A simple companion technique is self-consistency: instead of one chain, sample several with a little randomness, then take the answer the majority of chains agree on. Different reasoning paths that land on the same destination are more trustworthy than one lucky path. It costs more, but for high-stakes questions it is one of the cheapest reliability gains you can buy.

Reasoning models: training the habit in

In a normal model you have to coax the steps out with a prompt. The newer generation of reasoning models has the habit trained in: they automatically produce a long internal chain — often hidden from you, billed as separate "thinking" tokens — before answering. They are typically post-trained with reinforcement learning that rewards reasoning traces leading to correct, checkable answers (math, code, proofs), going well beyond ordinary RLHF that mainly tunes for human-preferred style.

This is a genuine shift, not just hype: on hard math and competitive coding the gains are large and repeatable. But it buys reliability with money and time. A reasoning model can spend thousands of hidden tokens before its first visible word, so it is slower and more expensive. Match the tool to the job — a reasoning model for a tricky proof or a gnarly refactor, a fast standard model for drafting an email or classifying tickets.

The reasoning you see is not the reasoning that happened

Here is the most important caveat in this whole guide. A chain-of-thought is generated text, produced the same way every other token is. It is not a transcript of the computation that actually produced the answer. Models can reach a correct answer while writing reasoning that is partly wrong, and — more troubling — can write a clean, confident chain that rationalizes an answer they arrived at for entirely different reasons. The explanation is sometimes a story told after the fact.

This matters because a long, articulate chain feels authoritative, and that feeling is exactly the trap. The fluency of the steps does not certify the truth of the conclusion. A confidently reasoned hallucination — invented citations, a plausible but nonexistent API, a number that follows from a wrong premise stated three steps up — is still a hallucination, just dressed for a job interview.
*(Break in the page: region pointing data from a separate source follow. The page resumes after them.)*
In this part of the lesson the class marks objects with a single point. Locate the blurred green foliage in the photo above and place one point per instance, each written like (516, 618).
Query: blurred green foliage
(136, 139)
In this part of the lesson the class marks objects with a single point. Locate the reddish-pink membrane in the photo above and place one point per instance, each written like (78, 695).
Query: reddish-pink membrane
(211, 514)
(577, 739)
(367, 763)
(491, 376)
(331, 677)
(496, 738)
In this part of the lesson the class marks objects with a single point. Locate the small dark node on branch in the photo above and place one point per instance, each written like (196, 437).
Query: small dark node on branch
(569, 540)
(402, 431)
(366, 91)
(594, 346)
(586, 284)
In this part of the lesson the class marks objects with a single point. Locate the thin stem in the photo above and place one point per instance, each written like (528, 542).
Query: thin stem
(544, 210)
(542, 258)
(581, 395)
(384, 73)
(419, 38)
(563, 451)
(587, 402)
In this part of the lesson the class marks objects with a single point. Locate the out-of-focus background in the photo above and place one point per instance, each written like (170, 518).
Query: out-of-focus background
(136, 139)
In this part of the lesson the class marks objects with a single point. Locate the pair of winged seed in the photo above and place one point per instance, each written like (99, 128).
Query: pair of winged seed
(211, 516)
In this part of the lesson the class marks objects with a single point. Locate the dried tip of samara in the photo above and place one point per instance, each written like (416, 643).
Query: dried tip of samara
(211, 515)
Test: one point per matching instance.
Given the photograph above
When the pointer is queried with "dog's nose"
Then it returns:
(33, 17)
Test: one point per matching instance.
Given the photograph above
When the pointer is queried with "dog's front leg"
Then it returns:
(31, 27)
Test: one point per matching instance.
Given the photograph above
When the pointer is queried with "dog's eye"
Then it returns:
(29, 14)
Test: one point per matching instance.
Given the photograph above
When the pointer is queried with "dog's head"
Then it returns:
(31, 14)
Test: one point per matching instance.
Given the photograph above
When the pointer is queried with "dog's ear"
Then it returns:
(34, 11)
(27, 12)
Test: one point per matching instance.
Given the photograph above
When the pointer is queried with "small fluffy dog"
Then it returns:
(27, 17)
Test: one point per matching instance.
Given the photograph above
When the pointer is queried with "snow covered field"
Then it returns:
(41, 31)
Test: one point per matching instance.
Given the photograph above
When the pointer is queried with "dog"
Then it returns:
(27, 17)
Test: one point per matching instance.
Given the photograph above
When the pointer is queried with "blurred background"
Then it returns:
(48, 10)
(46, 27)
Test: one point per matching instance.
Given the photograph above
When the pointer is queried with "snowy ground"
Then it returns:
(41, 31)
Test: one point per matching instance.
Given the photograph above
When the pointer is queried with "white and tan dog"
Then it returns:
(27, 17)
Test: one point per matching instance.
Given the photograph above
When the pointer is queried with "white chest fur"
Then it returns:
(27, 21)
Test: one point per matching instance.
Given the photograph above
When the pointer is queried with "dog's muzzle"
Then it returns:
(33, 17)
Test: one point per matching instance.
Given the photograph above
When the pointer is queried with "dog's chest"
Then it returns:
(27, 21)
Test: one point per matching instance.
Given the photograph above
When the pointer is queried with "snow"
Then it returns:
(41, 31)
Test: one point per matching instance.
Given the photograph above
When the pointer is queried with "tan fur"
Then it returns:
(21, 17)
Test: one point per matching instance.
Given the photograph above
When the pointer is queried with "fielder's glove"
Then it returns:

Q: A shop had 23 apples. It used 20 for lunch and bought 6 more.
   How many apples remain?

Thinking:
  start = 23
  after lunch = 23 - 20 = 3
  after buying = 3 + 6 = 9
Answer: 9        <- correct, and the steps are checkable

(Now imagine step 1 read "start = 32". Every later step would
 look just as tidy, and the final answer would be wrong.)
The visible steps are a checkable scratchpad — but only if you actually check the first premise, not just admire the arithmetic after it.

Using it well in practice

Reasoning is one technique in your prompt engineering toolkit, and it composes with the others you have met. Pair it with few-shot examples that show the reasoning style you want; anchor it with a clear system prompt that sets the role and the rules. And mind your context window: long chains and several worked examples eat tokens fast, which is real money and a real latency cost on every call.

  1. Ask first: does this task genuinely have multiple steps? If a single lookup or a one-line judgment, skip chain-of-thought — it only adds cost.
  2. If it is multi-step, either invoke a reasoning model or add a plain "reason step by step before answering" instruction to a standard one.
  3. For high stakes, sample several chains and take the majority answer (self-consistency); disagreement among them is itself a useful warning.
  4. Verify the conclusion against ground truth or a tool — never trust it just because the steps read smoothly.

Step back and the throughline is clear: more computation, applied at the right moment, buys more reliable reasoning — an echo of the bitter lesson and of the scaling laws you will meet on the frontier rungs. But computation is not comprehension. The next guide takes the natural next step: when the model lacks a fact, stop hoping it will reason its way there and instead hand it the source, through retrieval.